I hope that my writings don’t come across as if I consider myself to be a monk. I certainly don’t. But I do struggle a bit with how to communicate this information in a way that makes it sound fun and exciting. I’m not sure how to write or talk about it without making it sound too technical at best and uninspiring at worst. I know exactly what my elderly mentor Fred does to make himself happy. He keeps an extremely positive outlook on life. He always plans a little bit for the future while staying in the present moment. He always has tasks to do and things to look forward to.

Fred refuses to quit. He works hard at being healthy. He tries to be helpful. He speaks positive words. He practices a faith and he is devoted to it. These are all things that I do. This does not mean that we’re perfect. No human being can be perfect. It just means that we have spent a lot of time thinking hard about these things and have tried to put them into practice. Something influenced both of us to pursue these efforts.
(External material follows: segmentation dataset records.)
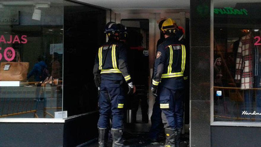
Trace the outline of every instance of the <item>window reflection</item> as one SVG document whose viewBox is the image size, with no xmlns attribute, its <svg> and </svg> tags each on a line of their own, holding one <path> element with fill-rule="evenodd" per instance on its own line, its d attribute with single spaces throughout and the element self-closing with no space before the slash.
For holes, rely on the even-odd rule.
<svg viewBox="0 0 261 147">
<path fill-rule="evenodd" d="M 237 3 L 247 13 L 214 15 L 215 121 L 261 121 L 260 6 Z"/>
</svg>

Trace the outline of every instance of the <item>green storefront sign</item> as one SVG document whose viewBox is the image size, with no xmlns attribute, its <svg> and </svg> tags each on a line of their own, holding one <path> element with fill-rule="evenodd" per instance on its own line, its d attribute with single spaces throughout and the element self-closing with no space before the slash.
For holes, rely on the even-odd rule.
<svg viewBox="0 0 261 147">
<path fill-rule="evenodd" d="M 248 15 L 247 11 L 244 9 L 234 9 L 231 7 L 225 7 L 224 8 L 214 8 L 214 13 L 217 14 Z"/>
</svg>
Fred is far more advanced than I am regarding dietary practices, and I think I’m doing fairly well. He has managed to do fasts of long durations. I’m working up to doing so myself, but I don’t have the mindset yet. I think it is my duty to do some of these fasts so that I can describe them better as I do them longer and longer.

Long fasts are very good for my body. I need to learn how to give myself the things I know that are good for my body without fighting; this is a struggle for most of us. We have the knowledge that certain things are really good for us, but we don’t do them. Day after day, month after month, year after year, we simply don’t do them. Perhaps by not doing them we’re protesting, or being lazy, or being fearful.

It could be even more complicated than that. We might have very deep-seated connections with the suffering of our parents. When that is the case, it makes it difficult for us to feel happy about moving on and not experiencing the same unpleasantness. Suffering sometimes gives us a sense of a connection to the source of suffering. And we need connection with our parents, even if our relationship with them was not perfect. So we hold on to their ideas and their behavior patterns. Such things are reminders of those periods in our life. And for a season those things served us, and perhaps served us well, to some degree.

But then as we get older and we learn more in our experiences, things really can unwind in a positive way. We start to see the ways in which those things don’t serve us anymore. We start to see that we do not need to carry certain burdens anymore.

Some of the problems that I have belong to my mother and father. I carried them as an attempt at trying to help them. But I couldn’t help them—I was powerless. I was powerless as a boy, so I must let go of the feelings associated with those experiences. Because holding on to those experiences doesn’t help me. I can begin to let go by talking about those experiences with appropriate people.

How happy I can become is proportionate to how deeply I can go into my childhood wounds and heal them. I need to teach myself things such as self-respect, which I didn’t learn appropriately in my own home. By looking at those experiences and healing those wounds to the best of my ability, I can build my self-esteem and get on a path to true happiness and fulfillment.